I thought: “No whey, Jose.”
It’s a little sad that today’s youth don’t get to experience a red rubber dodgeball to the face like we did back in the day.
I love Kit Kats the most whenever there aren’t three other people around.
Can’t believe my daughter said I was embarrassing her by trying to be cool. She needs to check the tude & stop being so wiggity wiggity wack
Me, in my bathroom looking at a medication that was made by a company that went out of business in 2007: I can find a use for this.
My husbands pet name for me is “What did you do to the non-stick pan?”
My daughter asked why I drink so much beer
I told her it’s because I actually have a condition that’s pretty unfortunate.

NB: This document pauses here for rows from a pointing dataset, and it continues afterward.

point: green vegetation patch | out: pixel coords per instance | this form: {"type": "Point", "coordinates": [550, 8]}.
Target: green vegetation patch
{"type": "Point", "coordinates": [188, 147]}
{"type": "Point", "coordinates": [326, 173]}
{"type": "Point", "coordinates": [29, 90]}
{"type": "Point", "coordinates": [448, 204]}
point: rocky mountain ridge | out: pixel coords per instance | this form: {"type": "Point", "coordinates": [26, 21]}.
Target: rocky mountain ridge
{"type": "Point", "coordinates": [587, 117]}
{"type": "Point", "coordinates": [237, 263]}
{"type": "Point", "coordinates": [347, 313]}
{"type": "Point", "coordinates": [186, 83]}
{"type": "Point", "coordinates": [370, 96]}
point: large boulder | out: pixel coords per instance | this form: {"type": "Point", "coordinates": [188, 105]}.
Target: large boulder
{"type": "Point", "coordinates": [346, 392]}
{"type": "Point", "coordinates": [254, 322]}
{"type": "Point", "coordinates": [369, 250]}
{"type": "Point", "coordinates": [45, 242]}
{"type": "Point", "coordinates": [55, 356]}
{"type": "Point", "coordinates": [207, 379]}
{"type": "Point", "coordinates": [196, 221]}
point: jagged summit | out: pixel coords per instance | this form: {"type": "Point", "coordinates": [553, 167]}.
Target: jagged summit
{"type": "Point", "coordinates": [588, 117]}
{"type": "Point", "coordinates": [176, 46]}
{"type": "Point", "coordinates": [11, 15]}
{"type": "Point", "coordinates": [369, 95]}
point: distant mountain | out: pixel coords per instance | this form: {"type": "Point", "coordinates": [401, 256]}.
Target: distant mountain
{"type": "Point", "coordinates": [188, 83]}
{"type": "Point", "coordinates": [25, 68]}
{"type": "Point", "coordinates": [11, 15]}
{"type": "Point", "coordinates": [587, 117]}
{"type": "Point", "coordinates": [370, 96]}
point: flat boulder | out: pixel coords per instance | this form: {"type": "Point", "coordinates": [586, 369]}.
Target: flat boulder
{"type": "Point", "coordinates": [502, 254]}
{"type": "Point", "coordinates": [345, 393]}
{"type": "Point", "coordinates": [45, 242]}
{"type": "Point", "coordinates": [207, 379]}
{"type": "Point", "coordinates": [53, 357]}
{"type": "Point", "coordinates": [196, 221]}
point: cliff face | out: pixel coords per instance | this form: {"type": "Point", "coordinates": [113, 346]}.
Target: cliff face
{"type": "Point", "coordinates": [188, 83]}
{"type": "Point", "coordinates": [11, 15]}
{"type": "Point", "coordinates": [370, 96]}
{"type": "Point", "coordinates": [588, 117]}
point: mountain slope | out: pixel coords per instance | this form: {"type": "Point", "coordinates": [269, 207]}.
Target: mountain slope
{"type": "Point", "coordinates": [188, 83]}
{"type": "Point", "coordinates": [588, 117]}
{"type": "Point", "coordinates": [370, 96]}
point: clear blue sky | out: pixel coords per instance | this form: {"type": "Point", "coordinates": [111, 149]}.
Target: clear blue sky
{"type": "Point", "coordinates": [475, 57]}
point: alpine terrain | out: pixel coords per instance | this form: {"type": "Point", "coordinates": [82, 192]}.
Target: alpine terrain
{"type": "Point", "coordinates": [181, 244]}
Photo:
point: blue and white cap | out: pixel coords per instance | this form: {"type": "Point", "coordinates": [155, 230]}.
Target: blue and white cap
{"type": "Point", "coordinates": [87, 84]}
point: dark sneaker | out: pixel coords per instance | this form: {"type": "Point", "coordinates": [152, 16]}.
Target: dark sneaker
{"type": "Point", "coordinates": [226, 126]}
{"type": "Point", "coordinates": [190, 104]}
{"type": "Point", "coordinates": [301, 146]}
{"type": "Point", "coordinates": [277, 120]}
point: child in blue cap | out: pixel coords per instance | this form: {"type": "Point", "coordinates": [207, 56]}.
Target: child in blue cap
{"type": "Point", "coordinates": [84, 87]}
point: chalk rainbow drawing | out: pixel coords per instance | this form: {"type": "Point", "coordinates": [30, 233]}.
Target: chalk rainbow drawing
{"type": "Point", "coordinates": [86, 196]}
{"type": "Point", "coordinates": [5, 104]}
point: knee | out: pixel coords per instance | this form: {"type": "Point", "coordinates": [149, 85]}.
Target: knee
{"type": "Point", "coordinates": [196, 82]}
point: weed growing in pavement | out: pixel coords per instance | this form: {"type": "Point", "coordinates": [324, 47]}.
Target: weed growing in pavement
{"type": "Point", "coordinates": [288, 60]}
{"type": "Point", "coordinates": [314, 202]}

You see, my body is actually not capable of producing its own alcohol
me: I need to see the doctor
receptionist: ok, name?
me: I can’t remember but he has gray hair
You’re suppose to wear clean underwear in case you’re ever in an accident.
I wear a new pair of shoes every day in case a house lands on me.
Orcas seemed to have stopped attacking people and somehow that’s scarier. What are they planning?